[Biopython-dev] pypaml

Fri Feb 25 16:57:19 UTC 2011

Hi Brad,
Thanks for your response! It's taken me a day or two to think about
what you wrote (also balancing a PhD with the hobby projects at the
moment...)

> It's really great to see the extensive tests. I'm also impressed
> with your story of porting over 'goto' statements; it's been a while
> since those have entered my mind:

To be honest, I forgot they existed. Seeing them immediately made the
computer scientist in me cringe. They really confused the whole
structure of the program but in the end they were solved quite easily
with some carefully placed loops and conditional blocks!

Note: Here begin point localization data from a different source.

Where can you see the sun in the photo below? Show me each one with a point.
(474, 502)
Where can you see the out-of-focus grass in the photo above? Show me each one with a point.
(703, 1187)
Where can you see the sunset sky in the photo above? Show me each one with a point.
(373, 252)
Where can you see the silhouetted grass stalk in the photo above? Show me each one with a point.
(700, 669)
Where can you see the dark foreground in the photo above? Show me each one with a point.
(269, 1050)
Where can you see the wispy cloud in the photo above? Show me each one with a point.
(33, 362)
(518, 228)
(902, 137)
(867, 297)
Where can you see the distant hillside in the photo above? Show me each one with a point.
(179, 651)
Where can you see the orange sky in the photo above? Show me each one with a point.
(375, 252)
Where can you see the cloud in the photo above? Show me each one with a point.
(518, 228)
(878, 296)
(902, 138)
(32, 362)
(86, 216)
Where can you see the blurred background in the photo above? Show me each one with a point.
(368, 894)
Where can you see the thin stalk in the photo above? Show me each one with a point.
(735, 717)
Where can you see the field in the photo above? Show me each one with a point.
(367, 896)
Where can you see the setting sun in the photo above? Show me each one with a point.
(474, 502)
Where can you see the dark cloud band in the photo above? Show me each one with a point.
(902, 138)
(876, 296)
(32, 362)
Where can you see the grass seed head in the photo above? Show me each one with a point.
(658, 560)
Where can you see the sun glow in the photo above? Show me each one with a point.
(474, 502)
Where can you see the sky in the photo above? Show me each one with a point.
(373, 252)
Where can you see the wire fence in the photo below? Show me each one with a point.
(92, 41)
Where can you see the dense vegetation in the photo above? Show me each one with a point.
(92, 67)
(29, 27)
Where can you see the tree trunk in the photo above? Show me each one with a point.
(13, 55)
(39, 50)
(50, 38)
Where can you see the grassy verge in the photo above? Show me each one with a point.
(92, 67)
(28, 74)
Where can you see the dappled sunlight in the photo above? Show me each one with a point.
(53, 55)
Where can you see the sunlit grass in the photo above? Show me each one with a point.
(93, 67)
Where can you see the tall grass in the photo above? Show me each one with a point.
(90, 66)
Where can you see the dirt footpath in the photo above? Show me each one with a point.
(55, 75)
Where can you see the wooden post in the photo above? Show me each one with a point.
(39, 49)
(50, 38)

> - These looks to be a lot of shared functionality between codeml,
>  baseml and yn00 in setting up the control files. Would it be
>  possible to create a base class that these all inherit from? This
>  would make the code much easier to maintain over time as formats
>  change.

This is a really good idea and I'm a bit disappointed that I didn't
see it myself! Indeed, most of the functionality is just copied/pasted
between the classes, with only some variation in the
read/write_ctl_file functions for codeml and baseml. So, writing a
base class would really simplify things. I do have one question,
though, since this is my first time organizing my code in a
large-scale Python project. Where would be the best place to implement
this base paml class? In __init__.py or in its own paml.py file? I
know the end result would be the same but I figure I should start
learning some of these best practices.

> - Your 'read' functions get pretty deeply nested, especially the
>  codeml parser. What do you think about creating an internal class
>  to split some of the parsing logic into individual functions? A
>  nice example is the GenBank/Scanner.py code. Having functions like
>  parse_header/parse_features makes it much easier for someone not
>  deeply familiar with your code to start to make guesses at where
>  different functionality exists. This way, if the format changes
>  others can provide patches and feedback to you.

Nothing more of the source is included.